At some point the UWI and NIS (which) played consultative and administrative roles were replaced by a Private Sector for profit entity out of Miami.
The 12th Actuarial Report and Recommendations as at December 31, 2018 were adopted by the NIB. Sad to say the major recommendations of the 8th, 9th, 10th and 11th Actuarial Reviews have not been fully implemented.
These have been: –
(1). The increasing of the retirement age to 65 possibly over an 11 year period (Noted that in our 2017 Report the period was 16 years).
(2). The increasing of the contribution rate possibly by more than 2.9% in the first instance. (Noted that in 2020 it was increased by 2% that is .9% less than required).
Further delays in implementing the main and other necessary recommendations severely shorten the viable life span of the Fund.
The Report indicated that if the necessary changes are not made, the Fund will exhaust its reserves by 2034 and if pension benefits are indexed to inflation that date will be 2032.
It is also pointed that if the NIB has to be funded for the next 60 years the contribution rate will have to be 25%.
It is pointed that for the first time in early 2017, Benefit Payments were more than Contribution Income which effectively means it has become necessary for the Investment Income to be used to meet NIB commitments to Beneficiaries.
This has been predicted but had the necessary adjustments been made as recommended by the Actuarial Reviews, this significant happening should have been delayed for several years and likewise extending the life of the Fund’s viability.

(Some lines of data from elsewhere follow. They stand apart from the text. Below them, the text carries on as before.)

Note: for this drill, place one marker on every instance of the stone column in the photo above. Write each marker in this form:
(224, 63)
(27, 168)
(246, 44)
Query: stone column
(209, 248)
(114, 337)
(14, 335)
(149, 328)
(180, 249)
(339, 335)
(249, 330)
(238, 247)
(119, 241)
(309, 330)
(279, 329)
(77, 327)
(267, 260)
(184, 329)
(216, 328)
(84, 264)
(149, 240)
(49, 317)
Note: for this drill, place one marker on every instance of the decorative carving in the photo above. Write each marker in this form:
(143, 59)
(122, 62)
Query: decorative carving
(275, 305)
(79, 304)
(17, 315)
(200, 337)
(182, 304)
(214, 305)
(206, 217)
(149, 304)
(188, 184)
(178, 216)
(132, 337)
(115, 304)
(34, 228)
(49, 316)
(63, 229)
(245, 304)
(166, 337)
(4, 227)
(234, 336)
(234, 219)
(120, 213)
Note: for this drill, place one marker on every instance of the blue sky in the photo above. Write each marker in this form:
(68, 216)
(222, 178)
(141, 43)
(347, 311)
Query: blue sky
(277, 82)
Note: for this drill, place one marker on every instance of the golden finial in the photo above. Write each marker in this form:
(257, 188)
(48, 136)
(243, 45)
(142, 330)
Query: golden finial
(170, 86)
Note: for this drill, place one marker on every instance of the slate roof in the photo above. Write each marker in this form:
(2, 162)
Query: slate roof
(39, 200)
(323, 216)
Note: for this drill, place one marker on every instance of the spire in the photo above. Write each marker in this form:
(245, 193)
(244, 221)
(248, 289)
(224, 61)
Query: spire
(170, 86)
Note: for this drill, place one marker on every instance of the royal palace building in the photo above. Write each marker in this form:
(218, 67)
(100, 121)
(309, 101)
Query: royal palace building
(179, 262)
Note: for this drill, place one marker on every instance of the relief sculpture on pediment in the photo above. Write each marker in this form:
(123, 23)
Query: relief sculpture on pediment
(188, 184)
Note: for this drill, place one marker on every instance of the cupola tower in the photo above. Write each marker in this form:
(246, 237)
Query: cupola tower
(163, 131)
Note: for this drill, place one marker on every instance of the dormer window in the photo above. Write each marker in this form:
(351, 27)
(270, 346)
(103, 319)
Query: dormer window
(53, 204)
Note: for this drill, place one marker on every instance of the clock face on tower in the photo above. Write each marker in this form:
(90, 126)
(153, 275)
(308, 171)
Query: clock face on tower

It is glaring that this and past governments do not fully grasp the severity of the delay in taking the necessary actions. It is understood that there will be resistance to major changes that will not serve well for political popularity and it is assumed that when the actuality of NIS not being able to meet its commitments will be after they have left the seat of Government, but this is too important for mere political considerations to be the deciding factor.
EXTRA REGIONAL INVESTMENT
One of the recommendations of the Actuary that was acted upon since 2016 has been the investment in extra-regional securities markets that could have been done by the Board without the need for GOG approval.
The NIS had after extensive research and vetting starting in 2016 engaged internationally recognised fund managers Kovack Securities, Oppenheimer Fund and USB Investments and have placed significant funds to be invested on the international markets with separate custodians of the funds.
These international investments even in the volatile markets of the last five (5) years is the factor that is most responsible for the growth seen by the NIB Fund and the NIB has been conservatively increasing its investments in this area.
This action will reduce cash and cash equivalents held which now earn .25% or less interest and spread risks outside of the local and regional economic space.